Explanatory Graphs for CNNs
This work addresses the interpretability challenge in deep learning for researchers and practitioners by providing a method to visualize and organize learned features without manual annotation, though it is incremental in building on existing CNN architectures.
The paper tackles the problem of understanding the knowledge hierarchy within convolutional layers of pre-trained CNNs by introducing explanatory graphs to disentangle object-part patterns from filters, resulting in improved transferability of features and significant outperformance in part localization tasks.

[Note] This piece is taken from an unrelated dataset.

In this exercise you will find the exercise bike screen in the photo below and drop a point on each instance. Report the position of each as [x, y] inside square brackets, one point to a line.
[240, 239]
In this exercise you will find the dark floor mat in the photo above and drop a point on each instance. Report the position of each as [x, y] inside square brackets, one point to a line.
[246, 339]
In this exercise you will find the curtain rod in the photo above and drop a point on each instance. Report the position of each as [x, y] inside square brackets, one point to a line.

This paper introduces a graphical model, namely an explanatory graph, which reveals the knowledge hierarchy hidden inside conv-layers of a pre-trained CNN. Each filter in a conv-layer of a CNN for object classification usually represents a mixture of object parts. We develop a simple yet effective method to disentangle object-part pattern components from each filter. We construct an explanatory graph to organize the mined part patterns, where a node represents a part pattern, and each edge encodes co-activation relationships and spatial relationships between patterns. More crucially, given a pre-trained CNN, the explanatory graph is learned without a need of annotating object parts. Experiments show that each graph node consistently represented the same object part through different images, which boosted the transferability of CNN features. We transferred part patterns in the explanatory graph to the task of part localization, and our method significantly outperformed other approaches.